The project is guided by:
Hemanta Kumar Mondal, National Institute of Technology Durgapur
Shirshendu Das, Indian Institute of Technology Ropar
Dip Sankar Banerjee, Indian Institute of Technology Jodhpur
Power efficiency is one of the grand challenge problems facing computer architecture in recent years. Driven by the growth towards green computing, it is imperative to design architectures that can provide maximum power savings while incurring minimal overhead on real estate and performance. Towards this, we propose a state-preserving mechanism for dynamically configuring DRAM banks based on utilization. We propose a novel mechanism via which it is possible to dynamically power down and power on banks while taking the bank utilization and overall performance into account. Over extensive experimentation using memory-intensive applications, we can observe a power savings of up to 12.31% while incurring an average performance loss of 0.82% over baseline executions.

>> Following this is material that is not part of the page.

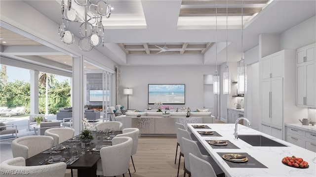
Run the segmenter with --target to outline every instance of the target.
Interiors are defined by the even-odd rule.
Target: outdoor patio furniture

We designed a mess management software solution as a part of the CS351: Software Engineering undergraduate course. The project was also a part of the associated lab for the course. The entire design was implemented using django framework. The code was written in python. The project was carried out in a group of three students.
We designed a project management software solution as a part of the CS241: Database Management undergraduate course. The backend was implemented using DBMS software mySQL. The front end was written using php. Designing the web pages was done using HTML and CSS. The project was carried out in a group of three students.
As a part of CS360: Compilers Lab, we designed a basic compiler. The compiler was able to generate RISC-V assembly for a given C++ code with limited functionalities. The project was carried out in a group of three. The features of the compiler include syntax and semantic analysis and code generation. Necessary documentation was also compiled.